What Makes Persian Rugs so Colorful

The vibrant colors of traditional rugs come from natural plant and animal dyes. The most common natural dyes in Persia came from runas, which is a plant that contains pigment in the roots. It often has a reddish hue but may also showcase purple tones. Cochineal is a ruby-red color that comes from the shell of the kermis insect. Indigo is often used to create deep blues and purples. These pigments can be mixed with other materials, such as walnut shells and henna, to achieve different shades.

Synthetic Dyes

Synthetic dyes began to be developed in the late 1800s. These chemical dyes were often petroleum-based, and they were cheaper to produce. However, they weren’t as colorfast or lightfast as natural dyes. If consumers weren’t careful with their Oriental rug cleaning techniques, they would cause the color to bleed. This is still true today.

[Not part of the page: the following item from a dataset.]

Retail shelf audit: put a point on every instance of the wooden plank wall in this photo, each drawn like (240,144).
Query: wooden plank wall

Still, the commercialization of Persian rugs popularized the use of synthetic dyes. But some rural tribes continued to color their rugs with natural pigments.

Naturally Dyed Rugs

Most people consider naturally dyed rugs to be of higher quality than synthetically dyed pieces. The process of dying the fibers naturally takes time and skill. Therefore, carpets made with natural dyes command a higher price than rugs made with synthetically dyed wool.

The 1980s saw a resurgence in rug-making with natural dyes. Artisans hoped to revamp the natural luster and vividness of traditional Persian rugs. This movement allowed consumers who didn’t have the budget for an antique rug to purchase a new carpet with similar qualities as the older ones.